Like it or not, it’s no wonder Jeb Bush is emerging as the Republican Party’s 2016 frontrunner.
Of course, there is that awkward little name thing, something he seems fully aware of — despite only being in the exploratory phase of a potential campaign, Jeb has already declared he’s not just another Bush. “A lot of people know my dad, they know my brother. As in everybody’s family, we’re all a little different,” he reportedly told a crowd in Las Vegas this week.
And he seems to keep trying to distance himself from his family. “Do you have brothers and sisters? Are you exactly the same?” he insisted. Yet Jeb is banking hard on the same vault of donors and operatives his father George H. W Bush and his brother George W. Bush used in their presidential campaigns. He’s already raising lots of money, asking donors recently not to give more than a still eye-popping $1 million to his super PAC. “They didn’t need to be persuaded,” Howard Leach, a Republican fundraiser for Jeb, told the Washington Post.
So, what exactly is in a name like Bush? Apparently, a whole lot of cash, which helps win presidential nominations and elections. And if Jeb wins the nomination in 2016, it will likely be less “joyfully,” as he promised last year, than ruthlessly. After all, we’re still more than 18 months from the election and Jeb’s locking in many of the same kinds of consultants that worked with his brother and father.
“Those who hold out can sense a distinct chill,” noted a recent New York Times article. Jeb’s campaign is seeking to hire “donors, advisors and operatives,” wrote the Times, with “deep connections to the Bush family’s past presidential campaigns and administrations.” Those same family members from whom Jeb swears he’s different?
And if consultants don’t abide by Jeb’s rules of loyalty and decide to work with other 2016 Republican aspirants? “Swift rebuke follows,” the Times notes, pointing to the example of IMGE, a technology company that reportedly fell out of favor with the Bush campaign after one of the firm’s founders indicated IMGE was hoping not to be tied to a single candidate.
None of this is to suggest that Jeb Bush doesn’t have appeal as a candidate — I like some of the things he did as Florida governor, like his record of cutting $19 billion in taxes and supporting school choice programs. (Although I’m not a fan of his willingness to grant illegal immigrants amnesty in any shape, fashion or form.) He seems more equipped to lead America and get things done than some others in the already cramped horse race like New Jersey Gov. Chris Christie, who seems more concerned with telling people off than sounding presidential.
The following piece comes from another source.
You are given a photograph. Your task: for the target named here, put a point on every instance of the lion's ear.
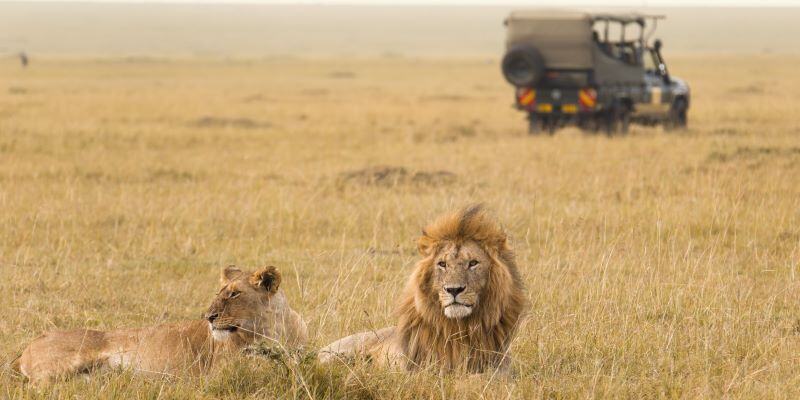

Then there’s Rick Santorum and Huckabee, caring Christian men, but both too consumed with running for president of morality than bringing the entire country together after years of Obama supposedly dividing us on race, religion and sexuality.
But what troubles me a little about Bush’s early attempts at “corning the market” is that he’s relying on the same consultants that have cycled through the last 20-plus years of elections — some of whom worked for Romney’s campaign. This raises the question of why, if Jeb doesn’t want the public to view him as just another Bush running for president, he seems to be relying on the Bush network of consultants?
The same playbook that helped get his brother and father get elected president isn’t going to work for this Bush. The demographics of the country have changed, but it seems unlikely the Republican Party and its operatives have changed with it.
The truth is that any Republican candidate who wins the nomination will have to refrain from business as usual. He (let’s face it, the GOP won’t nominate a woman) will have to hire minorities and women in meaningful campaign positions and have a strategy to aggressively compete for minority votes. This is something Romney didn’t do nearly enough of.
Jeb is only in the “pre-presidential” phase, ruminating over the idea. But he appears to be assembling a lot of the same old (white) faces of recent losing Republican campaigns we’ve seen before. As a black conservative who would like to see a Republican in the White House again, I hope Jeb isn’t Romney 2.0.